If education, health and other state services were spent responsibly within their budgets, there would be no budget crisis, Gov. Arnold Schwarzenegger told a group of local elected officials and community representatives at a meeting in Oakland City Hall Monday morning.
The meeting was one of a number of meetings the governor has held in the state to talk about the budget crisis and share his solutions.
The state is running at a $17 billion deficit and legislators are yet to approve the 2008-2009 budget, which must be passed by a two-thirds majority.
“The responsible thing to do is to bring spending and revenues together,” Schwarzenegger said. “We have to live within our means.”
The governor was questioned on inadequate school funding by Alameda Mayor Beverly Johnson, Oakland State Trustee Vince Matthews and others. Matthews pointed out that California spending per pupil is 47th in the nation.
The governor, however, said school districts waste money, spending millions of dollars on consulting fees. “The school system should be more efficient,” he said.
Schwarzenegger said he was about to launch a website where the budget of each school will be made public, giving all an opportunity to see the spending going on outside the classroom.
“We’ve got to let people know where the schools are spending their money,” he said.
Sherry Hirota, chief executive officer of Oakland-based Asian Health Services, told the governor she blames Proposition 13 for the growing budget crisis.
Schwarzenegger responded that raising taxes isn’t the answer: “You can’t keep going back to the people,” he said. “We have to live within our means.”
While some “are screaming to raise taxes,” he said that is not the responsible way to move forward, especially given that funds the state borrowed four years ago have yet to be paid back.
Several community speakers recommended reinstating the Vehicle License Tax, which Schwarzenegger eliminated when he took office.
“For every dollar you take away from people, they’ll spend less in the economy,” he responded. The money people saved by not paying the vehicle license fee has gone back into the economy, he said.
Someone suggested an oil severance tax, but the governor said California companies are not to blame. The profits on gasoline “go to the Middle East,” then, wealthy Middle Easterners “come back and buy up our stuff,” he said.

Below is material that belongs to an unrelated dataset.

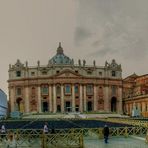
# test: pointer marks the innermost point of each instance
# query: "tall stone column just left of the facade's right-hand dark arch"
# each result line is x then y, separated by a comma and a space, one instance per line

Assemblymember Sandré Swanson said tax loopholes should be fixed to fund schools, but the governor answered, “What one person calls a tax loophole, another calls a tax incentive.”
For example, the governor said New Mexico has given the movie industry tax incentives, and companies have left Hollywood for New Mexico.
Contra Costa County Sheriff Warren Rupf called on the governor to increase funding for law enforcement. Schwar-azenegger told Rupf to get 200 police officers to circle the capital and knock on doors and the funding would get into the budget.
Encouraging such lobbying, the governor said, “I’ve had a lot of Democrats come to my smoking tent and light up a stogie ... The rule is the squeaky wheel gets the grease.”
The governor’s solution is to balance the budget by borrowing $15 million against future lottery proceeds and changing the lottery to make it more profitable. Any additional funds needed to balance the budget would come from a temporary sales tax hike. However, the governor said the Republicans don’t want to raise the sales tax.
If the legislature approves the lottery plan, it would go to the voters in November for approval.